Bio-based oxalic acid production in Issatchenkia orientalis enables sustainable rare earth recovery

ABSTRACT

The growing demand for rare earth elements (REEs) in clean energy and high-tech industries underscores the need for sustainable recovery methods and a reliable supply of processing chemicals. Here, we establish a microbial platform using the acid-tolerant yeast Issatchenkia orientalis SD108 to produce bio-oxalic acid for REE recovery. By introducing an oxaloacetate cleavage pathway and applying metabolic engineering, the engineered strain produces 39.53 g·L-1 oxalic acid at pH 4.0 in fed-batch fermentation. The crude fermentation broth, used without purification, efficiently precipitates over 99% neodymium (Nd), 99% dysprosium (Dy), and 98% lanthanum (La) from individual REE chloride solutions. Recovery from a low-grade ore leachate achieves over 99% total recovery. X-ray diffraction (XRD) and Fourier transform infrared spectroscopy (FTIR) confirm that REE oxalates precipitated with bio-oxalic acid closely resemble those obtained using commercial oxalic acid.

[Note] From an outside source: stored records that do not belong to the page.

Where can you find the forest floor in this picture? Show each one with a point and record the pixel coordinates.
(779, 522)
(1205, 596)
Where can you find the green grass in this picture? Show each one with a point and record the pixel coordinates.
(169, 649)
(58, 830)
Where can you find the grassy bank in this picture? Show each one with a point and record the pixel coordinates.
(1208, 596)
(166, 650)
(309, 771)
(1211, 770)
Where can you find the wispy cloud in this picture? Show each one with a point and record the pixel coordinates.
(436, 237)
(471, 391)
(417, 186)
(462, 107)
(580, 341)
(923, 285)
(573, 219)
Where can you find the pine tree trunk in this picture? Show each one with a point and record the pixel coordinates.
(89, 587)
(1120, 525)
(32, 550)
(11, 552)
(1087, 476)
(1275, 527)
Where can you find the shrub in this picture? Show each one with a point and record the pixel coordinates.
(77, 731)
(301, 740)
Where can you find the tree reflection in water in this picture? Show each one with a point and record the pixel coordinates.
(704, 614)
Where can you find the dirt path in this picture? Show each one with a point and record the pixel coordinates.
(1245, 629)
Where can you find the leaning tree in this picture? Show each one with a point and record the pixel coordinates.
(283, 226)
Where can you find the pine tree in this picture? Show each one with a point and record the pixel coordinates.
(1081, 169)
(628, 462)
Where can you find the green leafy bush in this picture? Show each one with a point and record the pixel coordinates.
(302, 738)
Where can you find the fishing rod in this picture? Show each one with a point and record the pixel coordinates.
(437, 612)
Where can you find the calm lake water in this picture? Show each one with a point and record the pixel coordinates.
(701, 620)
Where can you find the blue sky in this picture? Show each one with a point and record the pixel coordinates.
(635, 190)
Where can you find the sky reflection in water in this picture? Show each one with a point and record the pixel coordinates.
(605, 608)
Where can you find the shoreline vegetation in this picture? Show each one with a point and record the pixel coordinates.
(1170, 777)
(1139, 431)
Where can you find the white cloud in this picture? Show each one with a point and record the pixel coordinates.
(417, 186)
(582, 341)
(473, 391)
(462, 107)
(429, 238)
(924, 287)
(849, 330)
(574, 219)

Techno-economic analysis (TEA) and life cycle assessment (LCA) further demonstrate that bio-oxalic acid can be produced at a competitive price of .79·kg-1 while reducing carbon intensity (CI) by 112% to 63.5% with and without electricity displacement, respectively, relative to the fossil-based benchmark. These results highlight bio-oxalic acid as a green, economically viable alternative to synthetic oxalate for sustainable REE recovery.